僕の子を成すまでハコは妻であっても絶対的な妻じゃない。

なのに無情な僕の身体はハコを感じない。

ハコを痛め付ける感覚ははっきりと感じるのに、ハコの中では僕の頭に突き抜ける快感が生まれない。

これ以上はハコに痛い思いをさせられずに動けない僕のペニスがゆっくりと萎えて来る。

全身から吹き出すフェロモンも緩やかなものに変わってゆく。

萎えた僕の性器はズルりとハコから抜け落ちる。


「要さん…、大丈夫だから…。」


気丈なハコが僕にしがみつく。

だけどハコの真っ白な太股に流れる一筋の愛液には血が混じりピンク色に染まってる。


「ごめんね…、痛かったろ?ごめんね…。」


ハコを抱き締めてキスを繰り返し謝る事しかしてやれない。

不器用な夫だから…。


「愛してる…。」


ハコに何度も言い聞かせる。

焦って馬鹿な事をした僕にハコは優しく微笑み僕の頭や顔を撫でる。


「嬉しかった…。要さんが本当にハコを愛してくれてるって感じて嬉しかったの。」


完全に女の顔に変わったハコがとても綺麗に見えた。


「お風呂に入ろう…、今夜の食事は公平に作らせる。ハコはもう何もしなくていいからね。

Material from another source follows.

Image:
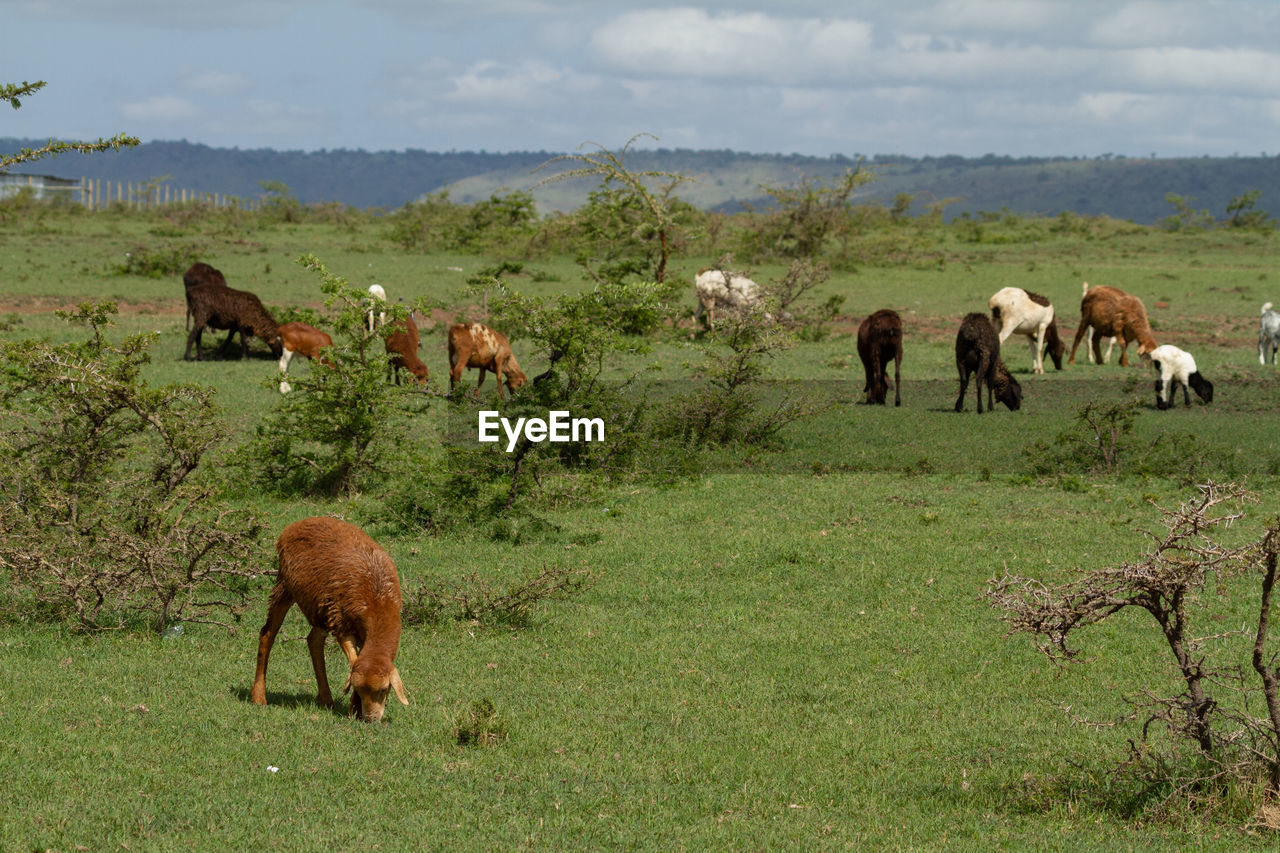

」


ただ過保護になる。

勃起させてハコとの合体は可能でもハコの中でオーガニズムに達するには並大抵の事じゃない。

これ以上の無理をハコに強いるのは嫌だ。


「食事はもう温めるだけだからハコが作るもん…。」


妻の座を揺るぎないものにしたいと願うハコからは愛おしさだけしか感じない。

ハコを抱き上げてお風呂に連れて行く。

僕がハコを洗う。

僕の前に座らせて首筋や肩を柔らかなスポンジで優しく撫でて洗ってやる。


「んふっ…、くすぐったい…。」


ハコが幸せそうな顔をするのが好きだ。